Cuando los soldados llegaron a mi edificio empezaron a desalojar las viviendas una a una. Llamaron repetidamente a mi puerta, al ver que no había respuesta alguna se dispusieron a abrirla por la fuerza con un ariete, cuando salió la vecina de la puerta de al lado. Por suerte, esta les indicó que nos habíamos ido de viaje de vacaciones, y que la vivienda estaba vacía. No pude evitar pensar como estarían mis familiares.





Era 15 de Enero, y hacía días que no veía a nadie por la calle. Nunca Valencia había sido tan silenciosa. Supuse que, con este descontrol, el agua y la electricidad pronto se acabarían, así que llené las dos bañeras y las pilas de mi casa de agua, apagué los aparatos eléctricos y cargué al máximo el SAI 1del ordenador (nunca pensé que me sería tan útil) con el que calculé que tendría unas 60 horas para cargar aparatos eléctricos pequeños.







Intenté contactar por teléfono con mis padres, con mis amigos, pero las líneas estaban inutilizadas. Me sentí solo, no me quedaba mucha comida, quizás para dos o tres días, así que decidí entrar en los pisos de mis vecinos de finca, lo cual no fue nada fácil. Estaba sólo, ningún vecino se había quedado. No encontré muchas cosas, algunas conservas y un par de kilos de arroz y legumbres, que me comí en los días siguientes, dejando las conservas para el final. Finalmente, el 17 de Enero, dejó de haber luz. Las noches eran totalmente oscuras y no se oía absolutamente nada que no fueran los coches del punto seguro, entrando y saliendo en busca de víveres.





Dos días después, el 19 de Enero, cortaron el suministro de agua. Todavía me quedaba mucha almacenada, ya que durante la incursión por el edificio en busca de alimentos me dí la libertad de llenar las bañeras de mis vecinos también. Ya sólo me quedaban las conservas que había comprado y las que había encontrado, con las que tendría para un par de semanas como mucho. Ese día ví al primero de ellos. Caminaba lentamente en dirección al punto de control, arrastrando los pies, no parecía estar muy coordinado, pensé que podía ser alguien desorientado por el hambre o la sed, así que llamé su atención desde mi balcón.





Cuando se giró me di cuenta de mi error, tenía una herida mortal en la cabeza, y estaba empapado en sangre coagulada. Su piel era cerúlea y seca, su mirada estaba totalmente vacía y noté como se clavaba en mi, profirió un gemido seco y se acercó a mi balcón, intentando tocarme con la punta de los dedos. Lógicamente era imposible, aunque viviese en un primero, no podía alcanzarme, pero me embargó el miedo. Pensé qué le podía ocurrir, ese hombre estaba muerto, con sus heridas era imposible que siguiese vivo, pero ahí lo tenía, gimiendo bajo mi balcón, desesperado por atraparme. No sabía que le ocurría, pero una cosa tenía clara, que ese ser no era humano, por lo menos ya no.

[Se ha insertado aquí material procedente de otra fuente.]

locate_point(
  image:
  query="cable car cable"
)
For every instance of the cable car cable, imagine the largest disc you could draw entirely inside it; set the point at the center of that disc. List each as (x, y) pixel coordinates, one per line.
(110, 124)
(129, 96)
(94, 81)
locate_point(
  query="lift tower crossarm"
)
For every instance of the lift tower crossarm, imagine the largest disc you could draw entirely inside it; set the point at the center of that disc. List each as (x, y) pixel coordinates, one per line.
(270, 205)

No dejó de gemir en toda la noche, no pude conciliar el sueño, nadie podría hacerlo, esa noche escuché los primeros disparos, eran discontinuos, quizás un par de disparos cada 5 minutos. Es increíble como cuando una ciudad está en silencio eres capaz de escuchar sonidos a kilómetros de distancia. Tuve que colocarme música de mi mp3 para relajarme, un poco de B.B. King2 me hizo calmar los nervios y serenarme, volví a intentar comprender lo que ocurría, así que me asomé por la ventana de mi habitación. Al primer individuo se le habían sumado otros dos, los cuales gemían en coro hacia mi balcón, y otro par se dirigían lentamente hacia el sonido de los disparos provinientes del punto seguro.

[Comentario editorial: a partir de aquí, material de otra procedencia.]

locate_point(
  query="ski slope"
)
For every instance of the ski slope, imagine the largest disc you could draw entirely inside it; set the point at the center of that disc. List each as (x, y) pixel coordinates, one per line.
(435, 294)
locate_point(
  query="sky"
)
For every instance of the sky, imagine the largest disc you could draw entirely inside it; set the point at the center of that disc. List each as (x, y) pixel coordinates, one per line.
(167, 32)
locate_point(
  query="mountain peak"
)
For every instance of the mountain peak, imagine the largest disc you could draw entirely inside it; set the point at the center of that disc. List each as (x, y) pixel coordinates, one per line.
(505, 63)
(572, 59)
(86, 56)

Todos estaban mutilados, con heridas y llenos de sangre, se me revolvió el estómago con aquel espectáculo tan dantesco, y no pude evitar las náuseas con el olor a carne en descomposición. Pero cuando no pude evitar llegar a las arcadas, fue cuando entre tres o cuatro lograron acorralar un gato callejero. Lo desmembraron y lo masticaron, esparciendo sus restos por la calzada. No eran unos infectados normales, querían alimentarse, por ello decidí que debería armarme con lo que pudiese al día siguiente, por si me veían pinta de gato.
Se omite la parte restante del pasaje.